VEGFA plays a central role in the VEGF signaling, participating in both physiological (e.g. angiogenesis) and pathological processes (e.g. cancer). VEGFA, in particular, is translated in several splice variants with distinct receptor affinity and solubility. In humans, the most relevant are VEGF121, VEGF165 and VEGF189.
In response to hypoxia, the hypoxia-inducible factor (HIF) proteins up-regulate VEGFA expression, which can be mediated, in ECs, by the inducible nitric oxide synthase (iNOS). Regulation of most endothelial cell functions, from proliferation to integrity, permeability or ability to establish organised networks lies heavily downstream of the Vascular Endothelium Growth Factor A (VEGF-A), and we have shown that the autocrine role of each isoform contributes to different parameters of endothelial function.

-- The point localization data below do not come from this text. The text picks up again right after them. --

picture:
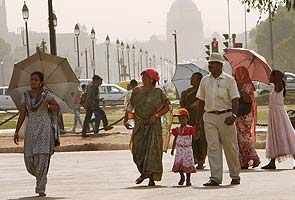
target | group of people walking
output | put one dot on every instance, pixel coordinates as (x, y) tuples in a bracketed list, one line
[(218, 112)]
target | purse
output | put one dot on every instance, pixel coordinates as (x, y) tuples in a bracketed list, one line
[(244, 107)]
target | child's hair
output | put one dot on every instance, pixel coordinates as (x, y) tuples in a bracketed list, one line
[(280, 75)]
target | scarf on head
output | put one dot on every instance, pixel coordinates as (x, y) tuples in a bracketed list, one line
[(34, 103)]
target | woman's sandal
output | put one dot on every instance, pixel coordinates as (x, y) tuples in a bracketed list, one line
[(42, 194), (256, 164), (140, 179), (152, 183), (181, 182)]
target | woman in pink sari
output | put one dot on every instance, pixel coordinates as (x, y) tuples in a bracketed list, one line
[(246, 121)]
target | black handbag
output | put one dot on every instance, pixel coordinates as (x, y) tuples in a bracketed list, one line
[(244, 107)]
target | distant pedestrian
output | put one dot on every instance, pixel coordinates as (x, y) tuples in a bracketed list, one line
[(133, 84), (76, 109), (92, 105), (280, 141), (218, 95), (37, 104), (184, 159), (149, 104), (190, 102), (246, 120)]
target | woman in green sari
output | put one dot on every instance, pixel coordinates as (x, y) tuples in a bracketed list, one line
[(149, 104), (189, 101)]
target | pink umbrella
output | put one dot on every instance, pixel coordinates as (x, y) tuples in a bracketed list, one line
[(256, 64)]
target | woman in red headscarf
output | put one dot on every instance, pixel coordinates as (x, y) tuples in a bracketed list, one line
[(246, 121), (149, 104)]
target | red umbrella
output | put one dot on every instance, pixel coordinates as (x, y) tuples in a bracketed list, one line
[(256, 64)]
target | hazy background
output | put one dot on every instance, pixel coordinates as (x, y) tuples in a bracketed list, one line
[(128, 19)]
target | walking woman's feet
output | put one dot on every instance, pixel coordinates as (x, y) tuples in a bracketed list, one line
[(182, 179), (152, 183), (269, 166), (256, 163), (42, 194), (141, 179)]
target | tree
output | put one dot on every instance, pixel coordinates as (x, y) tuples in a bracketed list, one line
[(264, 5), (284, 41)]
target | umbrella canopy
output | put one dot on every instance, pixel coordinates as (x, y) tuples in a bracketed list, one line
[(59, 78), (256, 64), (183, 74)]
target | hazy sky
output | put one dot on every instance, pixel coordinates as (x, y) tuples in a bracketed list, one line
[(126, 19)]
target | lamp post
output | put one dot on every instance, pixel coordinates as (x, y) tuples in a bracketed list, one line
[(25, 12), (271, 35), (118, 54), (77, 33), (2, 70), (108, 42), (154, 61), (128, 59), (228, 18), (133, 58), (140, 56), (161, 66), (123, 60), (147, 58), (93, 50), (175, 46)]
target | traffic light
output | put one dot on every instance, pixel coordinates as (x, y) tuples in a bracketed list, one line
[(226, 42), (207, 51), (214, 45)]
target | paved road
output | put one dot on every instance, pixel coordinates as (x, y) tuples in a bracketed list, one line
[(111, 175)]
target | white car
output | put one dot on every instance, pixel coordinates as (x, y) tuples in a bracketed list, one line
[(112, 93), (6, 102)]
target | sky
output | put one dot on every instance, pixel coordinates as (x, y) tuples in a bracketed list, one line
[(125, 19)]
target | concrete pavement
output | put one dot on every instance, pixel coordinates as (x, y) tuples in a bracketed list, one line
[(111, 174)]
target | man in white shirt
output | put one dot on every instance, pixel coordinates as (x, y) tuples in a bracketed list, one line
[(218, 95)]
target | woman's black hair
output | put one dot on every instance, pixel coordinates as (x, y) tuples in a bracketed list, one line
[(40, 76), (198, 74), (276, 73)]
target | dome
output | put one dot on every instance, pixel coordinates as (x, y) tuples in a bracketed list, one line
[(182, 5)]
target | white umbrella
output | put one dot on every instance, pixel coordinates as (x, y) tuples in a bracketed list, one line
[(183, 74), (59, 78)]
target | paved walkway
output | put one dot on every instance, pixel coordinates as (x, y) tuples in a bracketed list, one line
[(111, 175)]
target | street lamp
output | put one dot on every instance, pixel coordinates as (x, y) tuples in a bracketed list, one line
[(77, 33), (175, 46), (150, 59), (128, 59), (154, 61), (2, 70), (123, 59), (118, 54), (147, 58), (133, 55), (141, 67), (25, 12), (93, 53), (108, 42)]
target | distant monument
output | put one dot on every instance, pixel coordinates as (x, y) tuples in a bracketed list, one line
[(3, 21), (185, 18)]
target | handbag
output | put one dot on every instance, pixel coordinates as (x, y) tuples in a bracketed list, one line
[(244, 107), (55, 127)]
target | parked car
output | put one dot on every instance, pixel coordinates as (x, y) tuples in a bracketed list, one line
[(6, 102), (112, 93), (289, 78)]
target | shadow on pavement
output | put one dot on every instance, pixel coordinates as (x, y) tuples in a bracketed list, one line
[(37, 197), (145, 187)]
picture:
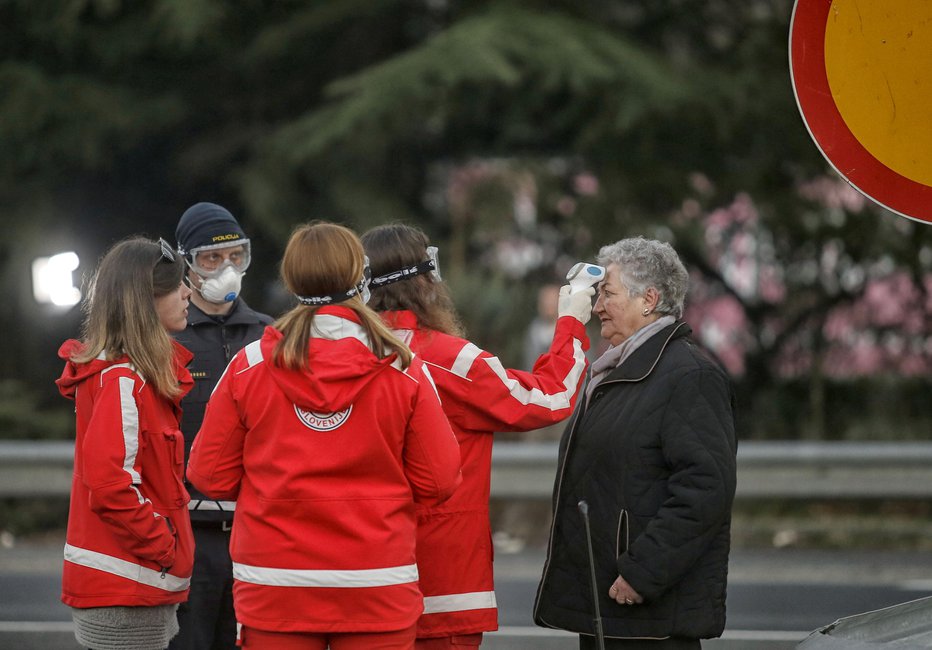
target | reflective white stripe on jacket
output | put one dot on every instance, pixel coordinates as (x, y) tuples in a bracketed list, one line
[(325, 577), (124, 569)]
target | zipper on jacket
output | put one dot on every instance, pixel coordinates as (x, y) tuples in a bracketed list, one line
[(622, 524)]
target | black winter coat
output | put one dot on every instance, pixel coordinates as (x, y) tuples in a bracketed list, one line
[(653, 454), (213, 342)]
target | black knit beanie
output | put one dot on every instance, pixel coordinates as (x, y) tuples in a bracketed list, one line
[(207, 224)]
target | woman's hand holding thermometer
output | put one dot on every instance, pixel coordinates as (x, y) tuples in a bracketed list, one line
[(576, 297)]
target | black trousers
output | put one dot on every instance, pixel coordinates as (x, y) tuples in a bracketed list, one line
[(673, 643), (207, 620)]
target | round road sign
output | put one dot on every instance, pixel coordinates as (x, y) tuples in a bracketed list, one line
[(862, 74)]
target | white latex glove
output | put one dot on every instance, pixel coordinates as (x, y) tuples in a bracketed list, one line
[(578, 304)]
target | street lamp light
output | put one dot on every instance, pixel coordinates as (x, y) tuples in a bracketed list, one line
[(52, 283)]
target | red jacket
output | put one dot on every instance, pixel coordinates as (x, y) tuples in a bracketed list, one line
[(480, 397), (129, 539), (325, 465)]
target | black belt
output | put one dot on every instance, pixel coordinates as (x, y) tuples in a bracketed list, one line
[(225, 525)]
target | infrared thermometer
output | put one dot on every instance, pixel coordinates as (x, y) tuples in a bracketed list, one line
[(584, 275)]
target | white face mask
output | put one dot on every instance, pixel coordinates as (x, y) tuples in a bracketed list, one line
[(222, 288)]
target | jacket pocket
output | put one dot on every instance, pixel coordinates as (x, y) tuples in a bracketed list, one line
[(163, 482), (622, 534)]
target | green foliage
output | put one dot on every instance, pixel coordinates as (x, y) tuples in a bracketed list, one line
[(116, 116)]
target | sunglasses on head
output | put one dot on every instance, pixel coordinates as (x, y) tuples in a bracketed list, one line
[(167, 253)]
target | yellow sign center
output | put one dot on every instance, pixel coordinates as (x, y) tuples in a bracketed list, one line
[(878, 59)]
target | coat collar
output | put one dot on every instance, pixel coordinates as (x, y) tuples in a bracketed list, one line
[(643, 360)]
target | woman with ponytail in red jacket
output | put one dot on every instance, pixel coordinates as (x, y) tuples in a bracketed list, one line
[(129, 548), (480, 397), (327, 432)]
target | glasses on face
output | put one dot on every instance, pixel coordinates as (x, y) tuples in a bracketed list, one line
[(209, 261), (167, 253)]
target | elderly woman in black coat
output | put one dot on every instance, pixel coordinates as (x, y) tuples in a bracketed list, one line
[(651, 450)]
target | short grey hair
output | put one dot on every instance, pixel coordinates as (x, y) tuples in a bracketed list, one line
[(645, 263)]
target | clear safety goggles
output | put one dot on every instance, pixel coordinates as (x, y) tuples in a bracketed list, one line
[(209, 261)]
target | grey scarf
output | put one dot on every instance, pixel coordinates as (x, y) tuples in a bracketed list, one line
[(616, 355)]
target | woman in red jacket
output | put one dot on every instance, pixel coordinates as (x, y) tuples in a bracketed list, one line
[(480, 396), (326, 432), (129, 547)]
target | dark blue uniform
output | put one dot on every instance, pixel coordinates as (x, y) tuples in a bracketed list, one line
[(207, 619)]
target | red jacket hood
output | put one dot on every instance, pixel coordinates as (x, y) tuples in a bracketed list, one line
[(75, 373), (340, 362)]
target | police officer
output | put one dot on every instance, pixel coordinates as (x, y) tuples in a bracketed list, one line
[(220, 323)]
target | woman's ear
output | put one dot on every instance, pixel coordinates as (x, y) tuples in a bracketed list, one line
[(651, 298)]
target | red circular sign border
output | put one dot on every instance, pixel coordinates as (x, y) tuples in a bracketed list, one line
[(832, 136)]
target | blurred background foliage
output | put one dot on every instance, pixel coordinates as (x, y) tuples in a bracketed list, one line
[(521, 135)]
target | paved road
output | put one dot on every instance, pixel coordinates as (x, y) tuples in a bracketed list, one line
[(782, 593)]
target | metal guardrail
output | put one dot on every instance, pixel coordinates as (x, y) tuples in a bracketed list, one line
[(766, 470)]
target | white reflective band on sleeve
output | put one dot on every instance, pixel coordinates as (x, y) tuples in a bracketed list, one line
[(205, 504), (536, 396), (465, 359), (254, 353), (324, 577), (124, 569), (130, 424), (459, 602)]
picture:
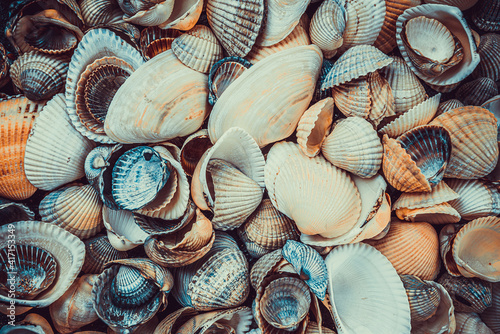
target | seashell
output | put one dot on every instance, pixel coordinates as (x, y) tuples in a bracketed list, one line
[(488, 50), (480, 261), (299, 198), (408, 163), (155, 41), (476, 199), (412, 248), (96, 44), (471, 157), (55, 152), (297, 37), (77, 209), (66, 249), (198, 49), (99, 251), (309, 264), (74, 309), (485, 15), (40, 76), (452, 18), (184, 247), (17, 115), (264, 117), (217, 280), (223, 73), (476, 92), (468, 294), (355, 63), (281, 18), (285, 303), (347, 149), (266, 230), (469, 323), (138, 112), (13, 212), (236, 25), (35, 270), (423, 297), (406, 88), (314, 126), (130, 292), (421, 114), (361, 280), (96, 88)]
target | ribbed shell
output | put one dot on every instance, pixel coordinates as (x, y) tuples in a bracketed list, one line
[(236, 24), (77, 209), (40, 76), (55, 151), (353, 145), (473, 132), (412, 248), (17, 116), (198, 49)]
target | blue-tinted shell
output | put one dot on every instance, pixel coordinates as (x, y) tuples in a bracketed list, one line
[(137, 176), (309, 264)]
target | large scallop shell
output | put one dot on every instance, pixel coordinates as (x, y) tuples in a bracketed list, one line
[(254, 96)]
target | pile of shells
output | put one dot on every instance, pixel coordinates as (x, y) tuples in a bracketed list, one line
[(250, 166)]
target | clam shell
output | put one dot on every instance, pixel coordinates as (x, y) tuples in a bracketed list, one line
[(260, 113), (67, 250), (77, 209), (138, 112), (307, 190), (55, 151), (346, 148), (198, 49), (314, 126), (236, 24), (480, 261), (96, 43), (412, 248), (40, 76), (473, 134), (17, 116), (361, 279)]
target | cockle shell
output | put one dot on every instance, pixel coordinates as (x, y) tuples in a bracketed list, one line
[(161, 107), (40, 76), (77, 209), (473, 132), (55, 151), (312, 199), (361, 279), (353, 145), (412, 248), (260, 113)]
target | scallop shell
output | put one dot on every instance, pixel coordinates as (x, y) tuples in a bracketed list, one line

The expression of each isoform is tissue-specific, and we now hypothesise if differential isoform expression underlies the EC heterogeneity seen across different organs. We aim to understand the contribution of VEGF A isoforms to the origin and maintenance of specialised capillary networks and how that correlates with organ performance as well as organ failure and predisposition for a number of pathological conditions.